Per inciso un motivo per cui ho deciso di seguire queste meschine operazioni commerciali è perchè la campagna me la sono letta cover to cover e mi è anche piaciuta molto oltre averla anche giocata per un terzo. Non soltanto è appassionante e ben scritta, per quanto un po’ caotica, ma si è evoluta davvero in maniera superba nelle messageboards della Paizo, dove diversi gruppi hanno raccontato le loro esperienze e l’hanno arricchita con tonnellate di materiale amatoriale (spettacolare il prequel in cui i personaggi giocano adolescenti a caccia di un serial killer, in stile “Goonies”). Come accennato, a suo tempo riuscii a giocare le prime due avventure, ma per mancanza di tempo la campagna si è interrotte proprio prima della terza, che tra l’altro è la mia preferita (qui il post e qui il registro d’avventura). Non escludo che in futuro possa decidere di giocarla di nuovo, o continuare quella “in progress”, chissà.

Torniamo alle mini. Ecco qui sotto la scatola. In complesso direi di avere avuto un po’ di sfiga (non che abbia intenzione di sfidare la fortuna comprando 1000 blister per completare la collezione, visto che si è trattato per lo più un esperimento): la figura large è un misero ed anonimo yeti utile piu o meno verso la fine della campagna. Stessa cosa dicasi per il denizen of Leng, una sorta di razza Lovecraftiana che abita in una città in rovina credo nella penultima o nell’ultima avventura (fra parentesi, immagino che ne serviorebbe ben piu di una sola). Il redcap è altresì anonimo, piccolo e formalmente abbastanza inutile, oltre ad avere colori totalmente sbavati (su una mini così minuscola si nota). Sono stato contento per la mini di Orik, un NPC che anche nella nostre sessioni si era poi associato al gruppo, e i cui parenti appaiono praticamente in tutte le adventure path ambientate in Varisia (Shattered Star, Second Darkness, Rise of the Runelords e credo anche in Curse of the Crimson Throne).

Altre spese per queste miniature non ne ho previste ma se dovessi trovarle in un qualche negozio in zona senza dover sborsare 20 euro per un blister probabilmente proverei a prendermene qualcun’altro, cosi per dar colore nel caso dovessi riuscire ad arbitrare di nuovo la campagna.

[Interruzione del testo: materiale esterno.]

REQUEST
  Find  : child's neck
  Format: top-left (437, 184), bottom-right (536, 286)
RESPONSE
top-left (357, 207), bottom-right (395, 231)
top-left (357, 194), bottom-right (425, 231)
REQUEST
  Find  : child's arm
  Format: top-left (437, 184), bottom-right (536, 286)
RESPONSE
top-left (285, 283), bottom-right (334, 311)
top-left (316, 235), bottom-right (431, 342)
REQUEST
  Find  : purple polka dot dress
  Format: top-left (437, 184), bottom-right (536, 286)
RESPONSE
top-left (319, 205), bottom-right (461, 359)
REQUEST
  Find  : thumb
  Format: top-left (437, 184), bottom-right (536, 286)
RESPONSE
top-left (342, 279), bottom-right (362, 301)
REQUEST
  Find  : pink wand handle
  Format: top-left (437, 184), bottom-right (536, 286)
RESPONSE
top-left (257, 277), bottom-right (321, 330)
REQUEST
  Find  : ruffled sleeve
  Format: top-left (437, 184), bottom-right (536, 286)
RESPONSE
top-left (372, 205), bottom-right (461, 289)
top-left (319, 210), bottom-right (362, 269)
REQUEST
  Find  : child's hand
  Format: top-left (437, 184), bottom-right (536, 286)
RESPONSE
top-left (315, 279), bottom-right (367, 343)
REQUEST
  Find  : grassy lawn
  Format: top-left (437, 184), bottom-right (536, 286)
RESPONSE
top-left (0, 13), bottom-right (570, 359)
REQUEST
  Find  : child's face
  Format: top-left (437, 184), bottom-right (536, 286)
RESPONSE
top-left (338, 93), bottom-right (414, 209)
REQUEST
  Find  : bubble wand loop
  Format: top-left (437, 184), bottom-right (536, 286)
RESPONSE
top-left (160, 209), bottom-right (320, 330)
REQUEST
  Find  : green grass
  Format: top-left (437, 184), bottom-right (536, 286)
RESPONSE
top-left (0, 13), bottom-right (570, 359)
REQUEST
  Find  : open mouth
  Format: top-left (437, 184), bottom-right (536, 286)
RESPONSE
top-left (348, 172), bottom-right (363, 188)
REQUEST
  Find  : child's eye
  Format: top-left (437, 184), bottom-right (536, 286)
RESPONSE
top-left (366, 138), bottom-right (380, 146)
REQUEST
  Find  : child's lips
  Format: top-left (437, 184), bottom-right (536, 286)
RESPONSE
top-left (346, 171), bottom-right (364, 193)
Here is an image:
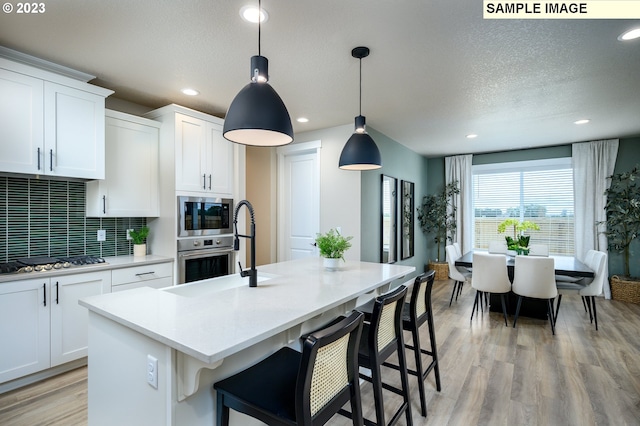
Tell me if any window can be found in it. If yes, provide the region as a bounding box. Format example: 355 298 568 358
472 158 575 255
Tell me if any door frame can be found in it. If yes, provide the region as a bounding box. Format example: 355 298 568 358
276 140 322 262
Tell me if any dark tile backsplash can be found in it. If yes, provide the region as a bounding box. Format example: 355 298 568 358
0 176 146 262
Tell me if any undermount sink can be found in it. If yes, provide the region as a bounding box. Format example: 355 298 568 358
162 271 277 297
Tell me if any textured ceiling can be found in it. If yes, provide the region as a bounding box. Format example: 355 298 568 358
0 0 640 156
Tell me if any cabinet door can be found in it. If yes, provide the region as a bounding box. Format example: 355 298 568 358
207 124 233 195
0 279 51 383
44 82 105 179
87 112 159 217
176 114 208 192
0 69 44 174
51 271 111 367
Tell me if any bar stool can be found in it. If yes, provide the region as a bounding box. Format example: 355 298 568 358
341 285 413 426
213 311 364 426
383 270 442 417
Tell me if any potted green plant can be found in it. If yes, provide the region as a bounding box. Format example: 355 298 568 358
498 218 540 254
129 226 149 256
417 181 460 280
598 165 640 303
316 229 353 270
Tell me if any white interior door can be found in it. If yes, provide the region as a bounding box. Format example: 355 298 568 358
278 142 320 261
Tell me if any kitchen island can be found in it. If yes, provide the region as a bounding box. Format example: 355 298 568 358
80 258 415 426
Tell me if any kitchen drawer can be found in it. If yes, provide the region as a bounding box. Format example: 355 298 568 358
111 262 173 287
111 277 173 293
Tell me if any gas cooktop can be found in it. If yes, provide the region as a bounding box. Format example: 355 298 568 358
0 255 106 274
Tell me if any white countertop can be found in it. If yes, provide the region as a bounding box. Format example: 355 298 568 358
80 258 415 364
0 255 173 284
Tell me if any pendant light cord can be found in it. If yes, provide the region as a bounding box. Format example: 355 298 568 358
359 58 362 115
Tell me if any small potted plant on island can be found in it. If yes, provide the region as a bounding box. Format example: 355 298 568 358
498 218 540 254
599 166 640 304
129 226 149 257
316 229 353 271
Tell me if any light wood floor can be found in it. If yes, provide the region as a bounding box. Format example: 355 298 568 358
0 281 640 426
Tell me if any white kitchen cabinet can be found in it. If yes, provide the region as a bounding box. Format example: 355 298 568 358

Il fatto che sono prepainted per me è fondamentale, non ho la pazienza di mettermi li e colorare le miniature per diversi motivi, non ultimo il fatto che le ritengo piuttosto inutili e anzi spesso sono uno dei motivi per cui il gioco divaga dal “ruolisimo” per virare verso l’effetto “boardgame” (un po’ piu diffficile tomellare sui centimetri in un incontro solo descritto). Non lo nascondo: le mini non mi piacciono. Considero il GDR molto piu interessante quando si può visualizzare una scena nella propria immaginazione che non rappresentata approssimativamente su un tabellone, pensate solo all’atmosfera, ai vari suoni e alle luci, al gelo e al feeling di sovrannaturale. Certo che, Rise of the Runelords e soprattutto il sistema Pathfinder, danno il loro meglio quando si posizionano le mini in plancia. E’ anche il grande limite del sistema, a mio avviso.